TREND FORECAST: As we have long forecast, the world will go from “Dirty Cash to Digital Trash.” It is especially the way of younger generations who have been born into the Digital World. It is their new normal.
Moreover, as the world grows poorer and tax revenues decline, by having a digital track record of who spent money on what, governments will grab every tax dollar they can.
INDIA’S ECONOMY CONTRACTS BY 20 PERCENT. India’s economy contracted by as much as 20 percent in this year’s second quarter compared to the same period in 2019, analysts say.
The country was under one of the most stringent lockdowns mandated by a government during the pandemic.
The company operating McDonald’s franchises in India reported sales down 84 percent for the quarter, while worldwide sales for the burger empire were off only 24 percent. Suzuki Motor Corp.’s sales slid 28 percent in Japan but plunged 83 percent in India.
Common consumer packaged-good sales rose in China and Indonesia during the first five months of the year, fell 1 percent in Malaysia and Vietnam, but sagged by 8 percent in India.
Sales of gold jewelry in India plunged 74 percent during the second quarter, almost 50 percent more than in the rest of the world. The drag on the gold market was so severe that global gold prices could have risen higher if not for India’s loss in sales, according to the World Gold Council.
Damage to India’s economy has been so drastic that 100 million of its people who had climbed out of poverty could fall back in, according to the United Nations University’s Institute for Development Economics Research.
Of the 385 million people who the global depression could cast into extreme poverty, almost half could be in India, the institute noted.

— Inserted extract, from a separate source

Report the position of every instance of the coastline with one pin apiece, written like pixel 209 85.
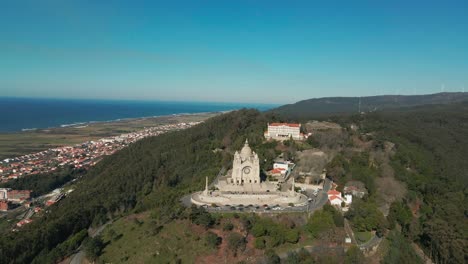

TREND FORECAST: Prior to the COVID War, India was wracked in protests with demonstrators taking to the streets in opposition to a new law that discriminated against Muslims and masses marching against government corruption, lack of basic living standards, unemployment, and poverty.
 When the government locked down the nation, as with other nations where citizens were protesting, the demonstrations were locked down as well.
Now they are reigniting, and we forecast they will continue to expand throughout the nation as the dire implications of the “Greatest Depression” worsen.
INDONESIA ADOPTS A FORM OF QUANTITATIVE EASING. Indonesia’s central bank is buying 397.6 trillion rupiah, Indonesia’s currency, or about $27 billion worth, to finance the government’s efforts to quell the COVID pandemic and support the nation’s economy.
The country’s economy shrank 5.3 percent in the second quarter, its first contraction in more than 20 years.
The move, called “debt monetization,” has been likened to quantitative easing, by which a central bank buys government bonds to put extra cash into an economy. The Philippines, South Africa, and some other emerging economies are adopting similar tools to buoy their economies as they attempt to recover from the global shutdown.
When Indonesia unveiled the arrangement last month, the rupiah lost 2 percent of its value against the dollar, in part due to investors’ concerns the move would flood the market with rupiahs and weaken the currency.
The government has said the central bank’s involvement will only happen this once.
If the practice were to “occur repeatedly beyond this year, it would raise the potential for government interference in monetary policy-making and could undermine investor confidence,” said Thomas Rookmaaker, Indonesia analyst at Fitch Ratings.
The central bank could have cut interest rates but decided not to at its’ last meeting for fear of weakening the rupiah further.
So far this year, the rupiah has lost 6 percent against the dollar and has become the worst-performing currency in Asia.